Research interests include the development of adaptive designs, particularly group sequential designs and sample size reviews. Interim analyses conducted to detect an interaction between a biomarker and treatment that could lead to continuing the trial with all subjects or restricting recruitment to those who are bioassay positive are being explored. The interpretation of multiple outcomes per patient is being studied. These might be assessments made on different scales, such as the use of the Barthel index, the modified Rankin score and the NIH stroke scale to evaluate stroke patients, or repeated application of the same scale over time. The outcomes might be binary or ordinal, and we are also beginning to study how to interpret multiple survival endpoints such as time to death and time to disease progression, or time to loss of sight in the right eye and time to loss of sight in the left eye. A further interest is methodology for meta-analysis, particularly individual patient data approaches and the properties of cumulative meta-analyses.

Some recent publications:

• Whitehead, A., Sooriyarachchi, M. R., Whitehead, J. and Bolland, K. (2008). Incorporating intermediate binary responses into interim analyses of clinical trials: a comparison of four methods. Statistics in Medicine 27, 1646-1666.
• Sooriyarachchi, M. R., Whitehead, J., Whitehead, A., and Bolland, K. (2006). The sequential analysis of repeated binary responses. Statistics in Medicine 25, 2196-2214.
• Sooriyarachchi, M. R., Whitehead, J., Matsushita, T., Bolland, K. and Whitehead, A. (2003). Incorporating data received after a sequential trial has stopped into the final analysis: implementation and comparison of methods. Biometrics 59, 701-709.
• Whitehead, A. (2002). Meta-analysis of Controlled Clinical Trials. Wiley: Chichester.

Statistical modelling of neurological diseases

Gareth Ridall

Work in this area is proceeding in collaboration with investigators at the Royal Brisbane and Women's Hospital in Australia and the Erasmus Medical Centre, Rotterdam in the Netherlands. Specifically, interest centres on the problem of estimating the number of functioning neurological motor units in patients suffering from the degenerative disease amyotrophic lateral sclerosis. A Bayesian approach is being taken to analyse longitudinal data from multi-electrode probes allowing for correlations in time and in space. Estimation of the number of surviving motor units would enable early detection of the disease and provide a reliable and objective means of quantifying its progress.
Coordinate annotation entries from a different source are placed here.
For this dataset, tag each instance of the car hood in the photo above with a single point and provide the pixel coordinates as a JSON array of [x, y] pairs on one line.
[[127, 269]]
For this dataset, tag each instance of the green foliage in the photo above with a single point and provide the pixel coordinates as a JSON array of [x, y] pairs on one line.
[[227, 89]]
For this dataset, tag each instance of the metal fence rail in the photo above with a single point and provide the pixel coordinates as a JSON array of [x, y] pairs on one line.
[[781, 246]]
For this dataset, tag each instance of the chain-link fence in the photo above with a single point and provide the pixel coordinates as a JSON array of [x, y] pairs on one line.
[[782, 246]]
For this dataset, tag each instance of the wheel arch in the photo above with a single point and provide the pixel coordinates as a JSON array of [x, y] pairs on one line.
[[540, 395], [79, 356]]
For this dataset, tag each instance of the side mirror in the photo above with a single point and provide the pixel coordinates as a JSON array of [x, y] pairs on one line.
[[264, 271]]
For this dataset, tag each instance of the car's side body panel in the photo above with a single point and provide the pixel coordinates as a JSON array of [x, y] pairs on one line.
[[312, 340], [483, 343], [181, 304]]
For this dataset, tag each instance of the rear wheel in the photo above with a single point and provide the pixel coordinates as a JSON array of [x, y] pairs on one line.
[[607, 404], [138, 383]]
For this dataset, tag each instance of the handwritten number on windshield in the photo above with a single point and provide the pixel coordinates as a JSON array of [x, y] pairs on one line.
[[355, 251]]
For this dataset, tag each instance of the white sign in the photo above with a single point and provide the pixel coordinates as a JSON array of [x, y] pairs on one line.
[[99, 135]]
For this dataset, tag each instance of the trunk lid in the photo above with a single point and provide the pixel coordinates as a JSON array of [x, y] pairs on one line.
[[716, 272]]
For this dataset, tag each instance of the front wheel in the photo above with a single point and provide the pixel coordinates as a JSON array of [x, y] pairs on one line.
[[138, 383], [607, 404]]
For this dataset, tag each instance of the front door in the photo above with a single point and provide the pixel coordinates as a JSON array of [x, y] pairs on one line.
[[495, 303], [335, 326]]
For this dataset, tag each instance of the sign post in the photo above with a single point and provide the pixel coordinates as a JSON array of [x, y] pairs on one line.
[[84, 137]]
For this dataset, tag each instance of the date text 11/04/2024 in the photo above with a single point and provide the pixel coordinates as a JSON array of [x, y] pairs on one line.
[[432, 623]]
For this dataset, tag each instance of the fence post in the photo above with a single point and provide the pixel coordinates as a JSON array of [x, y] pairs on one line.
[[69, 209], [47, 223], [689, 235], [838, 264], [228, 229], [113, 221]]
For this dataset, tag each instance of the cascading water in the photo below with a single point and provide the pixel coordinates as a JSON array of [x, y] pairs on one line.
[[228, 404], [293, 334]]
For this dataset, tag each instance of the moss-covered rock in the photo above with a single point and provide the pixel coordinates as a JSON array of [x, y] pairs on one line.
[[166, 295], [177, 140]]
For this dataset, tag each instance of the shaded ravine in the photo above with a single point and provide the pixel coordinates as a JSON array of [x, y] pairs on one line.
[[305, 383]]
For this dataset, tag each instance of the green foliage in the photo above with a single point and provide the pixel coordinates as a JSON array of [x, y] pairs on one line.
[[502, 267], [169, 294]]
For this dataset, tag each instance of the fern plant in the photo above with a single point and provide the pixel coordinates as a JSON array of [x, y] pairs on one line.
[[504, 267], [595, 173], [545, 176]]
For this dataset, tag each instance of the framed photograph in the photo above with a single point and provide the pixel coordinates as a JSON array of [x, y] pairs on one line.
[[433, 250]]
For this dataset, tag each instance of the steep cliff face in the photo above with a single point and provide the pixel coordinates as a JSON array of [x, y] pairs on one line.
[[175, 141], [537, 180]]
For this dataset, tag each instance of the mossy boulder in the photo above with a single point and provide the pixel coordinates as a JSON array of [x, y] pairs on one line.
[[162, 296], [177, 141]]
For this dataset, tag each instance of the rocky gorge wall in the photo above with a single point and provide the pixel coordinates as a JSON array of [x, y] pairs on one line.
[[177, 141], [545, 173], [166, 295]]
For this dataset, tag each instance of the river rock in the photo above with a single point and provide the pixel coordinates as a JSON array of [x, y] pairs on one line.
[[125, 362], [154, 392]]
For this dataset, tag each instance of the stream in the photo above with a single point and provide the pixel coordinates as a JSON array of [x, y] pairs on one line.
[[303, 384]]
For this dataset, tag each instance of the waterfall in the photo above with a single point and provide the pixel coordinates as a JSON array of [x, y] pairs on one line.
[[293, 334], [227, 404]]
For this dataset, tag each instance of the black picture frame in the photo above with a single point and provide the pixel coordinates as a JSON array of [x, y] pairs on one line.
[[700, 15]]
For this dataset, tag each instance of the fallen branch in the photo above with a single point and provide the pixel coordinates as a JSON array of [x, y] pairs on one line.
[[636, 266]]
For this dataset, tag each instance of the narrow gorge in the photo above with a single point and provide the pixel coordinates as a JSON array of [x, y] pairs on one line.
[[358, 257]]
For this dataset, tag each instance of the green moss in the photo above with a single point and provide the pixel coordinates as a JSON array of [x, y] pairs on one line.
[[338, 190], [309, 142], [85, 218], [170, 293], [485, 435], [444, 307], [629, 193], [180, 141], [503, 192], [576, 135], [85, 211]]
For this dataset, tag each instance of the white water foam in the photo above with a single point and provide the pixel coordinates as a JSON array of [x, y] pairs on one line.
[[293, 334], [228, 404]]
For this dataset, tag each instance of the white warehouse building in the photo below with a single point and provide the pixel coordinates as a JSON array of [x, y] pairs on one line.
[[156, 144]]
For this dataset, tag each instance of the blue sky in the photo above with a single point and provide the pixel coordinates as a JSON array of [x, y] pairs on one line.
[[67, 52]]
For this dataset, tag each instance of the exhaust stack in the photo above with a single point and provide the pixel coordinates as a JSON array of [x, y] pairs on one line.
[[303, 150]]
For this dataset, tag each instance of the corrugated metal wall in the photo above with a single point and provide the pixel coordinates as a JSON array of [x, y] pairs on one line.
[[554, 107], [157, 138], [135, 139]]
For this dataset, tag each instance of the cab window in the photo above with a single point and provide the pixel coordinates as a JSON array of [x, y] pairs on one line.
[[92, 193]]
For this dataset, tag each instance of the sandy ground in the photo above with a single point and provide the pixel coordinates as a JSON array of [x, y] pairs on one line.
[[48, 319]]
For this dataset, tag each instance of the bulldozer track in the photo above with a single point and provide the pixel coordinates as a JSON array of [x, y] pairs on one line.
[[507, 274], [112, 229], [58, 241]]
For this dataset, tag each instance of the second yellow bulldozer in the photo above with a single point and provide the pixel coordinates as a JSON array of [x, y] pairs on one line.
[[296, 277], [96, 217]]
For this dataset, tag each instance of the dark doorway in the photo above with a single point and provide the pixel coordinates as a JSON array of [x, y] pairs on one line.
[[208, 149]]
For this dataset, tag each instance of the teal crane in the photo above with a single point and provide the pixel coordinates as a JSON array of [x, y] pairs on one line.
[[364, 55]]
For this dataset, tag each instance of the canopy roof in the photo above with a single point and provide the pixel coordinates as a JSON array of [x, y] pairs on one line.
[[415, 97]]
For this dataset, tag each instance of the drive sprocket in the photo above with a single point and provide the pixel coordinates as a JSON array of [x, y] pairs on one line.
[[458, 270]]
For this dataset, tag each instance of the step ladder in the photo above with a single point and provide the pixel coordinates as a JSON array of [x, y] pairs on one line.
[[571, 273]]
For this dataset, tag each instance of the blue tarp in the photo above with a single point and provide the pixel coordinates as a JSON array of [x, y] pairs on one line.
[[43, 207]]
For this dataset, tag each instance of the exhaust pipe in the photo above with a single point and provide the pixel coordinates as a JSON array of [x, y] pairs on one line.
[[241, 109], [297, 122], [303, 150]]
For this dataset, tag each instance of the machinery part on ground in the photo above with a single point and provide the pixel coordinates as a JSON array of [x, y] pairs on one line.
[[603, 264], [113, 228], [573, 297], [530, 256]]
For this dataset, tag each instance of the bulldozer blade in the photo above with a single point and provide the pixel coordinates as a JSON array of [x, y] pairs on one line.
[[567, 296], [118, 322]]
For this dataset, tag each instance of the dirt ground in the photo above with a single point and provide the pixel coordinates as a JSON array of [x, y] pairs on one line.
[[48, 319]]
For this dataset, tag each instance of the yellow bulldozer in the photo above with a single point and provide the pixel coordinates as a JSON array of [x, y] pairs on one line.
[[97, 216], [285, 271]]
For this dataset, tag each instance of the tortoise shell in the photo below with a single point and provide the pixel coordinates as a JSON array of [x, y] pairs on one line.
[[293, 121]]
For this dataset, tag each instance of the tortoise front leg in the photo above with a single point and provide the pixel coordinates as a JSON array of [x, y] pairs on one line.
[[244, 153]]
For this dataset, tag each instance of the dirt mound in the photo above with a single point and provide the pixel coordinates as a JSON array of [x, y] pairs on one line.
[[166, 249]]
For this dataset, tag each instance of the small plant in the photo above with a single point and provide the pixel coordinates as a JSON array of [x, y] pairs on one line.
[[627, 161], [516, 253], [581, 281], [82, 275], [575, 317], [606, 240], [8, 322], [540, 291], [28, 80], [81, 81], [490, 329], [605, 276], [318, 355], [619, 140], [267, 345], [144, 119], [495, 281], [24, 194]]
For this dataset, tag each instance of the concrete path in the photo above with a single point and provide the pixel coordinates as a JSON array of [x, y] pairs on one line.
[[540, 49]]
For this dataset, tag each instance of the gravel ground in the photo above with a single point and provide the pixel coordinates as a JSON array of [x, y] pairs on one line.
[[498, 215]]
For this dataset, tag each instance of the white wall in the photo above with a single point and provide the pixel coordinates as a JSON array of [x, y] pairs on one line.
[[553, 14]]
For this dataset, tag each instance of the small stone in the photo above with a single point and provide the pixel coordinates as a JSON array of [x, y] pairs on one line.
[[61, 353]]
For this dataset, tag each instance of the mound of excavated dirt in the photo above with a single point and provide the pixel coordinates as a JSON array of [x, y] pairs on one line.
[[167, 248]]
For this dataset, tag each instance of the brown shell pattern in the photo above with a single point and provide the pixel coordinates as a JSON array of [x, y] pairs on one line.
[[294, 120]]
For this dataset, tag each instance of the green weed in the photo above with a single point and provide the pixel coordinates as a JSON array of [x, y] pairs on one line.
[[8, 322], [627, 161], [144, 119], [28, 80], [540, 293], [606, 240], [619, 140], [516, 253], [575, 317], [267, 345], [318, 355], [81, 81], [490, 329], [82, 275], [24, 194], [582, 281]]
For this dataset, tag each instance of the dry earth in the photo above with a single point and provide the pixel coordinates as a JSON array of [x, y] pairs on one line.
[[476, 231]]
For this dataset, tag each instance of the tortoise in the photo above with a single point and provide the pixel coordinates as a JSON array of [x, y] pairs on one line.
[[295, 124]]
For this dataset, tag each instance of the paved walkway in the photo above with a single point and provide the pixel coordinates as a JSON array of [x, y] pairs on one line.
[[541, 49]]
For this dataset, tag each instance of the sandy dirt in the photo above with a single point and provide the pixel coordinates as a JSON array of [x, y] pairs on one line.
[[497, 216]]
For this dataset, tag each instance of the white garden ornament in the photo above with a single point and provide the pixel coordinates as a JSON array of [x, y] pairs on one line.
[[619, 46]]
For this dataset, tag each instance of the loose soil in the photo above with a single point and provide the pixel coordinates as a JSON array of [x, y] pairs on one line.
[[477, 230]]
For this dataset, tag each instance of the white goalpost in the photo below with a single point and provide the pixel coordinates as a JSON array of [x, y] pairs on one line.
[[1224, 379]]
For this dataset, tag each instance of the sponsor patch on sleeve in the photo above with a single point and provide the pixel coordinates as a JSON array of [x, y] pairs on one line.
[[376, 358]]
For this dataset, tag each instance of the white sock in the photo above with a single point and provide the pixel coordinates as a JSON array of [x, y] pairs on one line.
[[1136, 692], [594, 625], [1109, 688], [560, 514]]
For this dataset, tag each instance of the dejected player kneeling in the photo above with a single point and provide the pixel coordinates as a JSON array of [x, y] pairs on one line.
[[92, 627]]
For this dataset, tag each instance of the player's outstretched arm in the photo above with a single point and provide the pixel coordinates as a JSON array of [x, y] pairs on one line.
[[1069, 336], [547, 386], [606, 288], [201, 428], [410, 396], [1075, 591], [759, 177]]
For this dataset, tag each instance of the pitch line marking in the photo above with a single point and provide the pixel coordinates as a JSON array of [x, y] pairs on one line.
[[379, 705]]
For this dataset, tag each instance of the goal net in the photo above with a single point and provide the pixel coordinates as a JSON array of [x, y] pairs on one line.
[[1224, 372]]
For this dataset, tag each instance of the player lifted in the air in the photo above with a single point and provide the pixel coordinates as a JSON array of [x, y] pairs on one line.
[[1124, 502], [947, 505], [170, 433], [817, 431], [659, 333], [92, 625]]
This would have potential for the clinical development of new therapies.

Some recent publications:

• Ridall, P. G., Pettitt, A. N., Friel, N., Henderson, R. D. and McCombe, P. A. (2007). Motor unit number estimation using reversible jump Markov chain Monte Carlo (with discussion). Journal of the Royal Statistical Society, Series C 56,1-26.
• Henderson, R. D., Ridall, P.G., Pettitt, A. N., McCombe, P. A. and Daube, J. R. (2006). The stimulus-response curve and motor unit variability in normal subjects and subjects with Amyotrophic Lateral Sclerosis. Muscle Nerve 33, 34-43
• Ridall, P. G., Pettitt, A. N., Henderson, R. D. and McCombe, P. A. (2006). Motor unit number estimation - a Bayesian approach. Biometrics 62, 1235-50.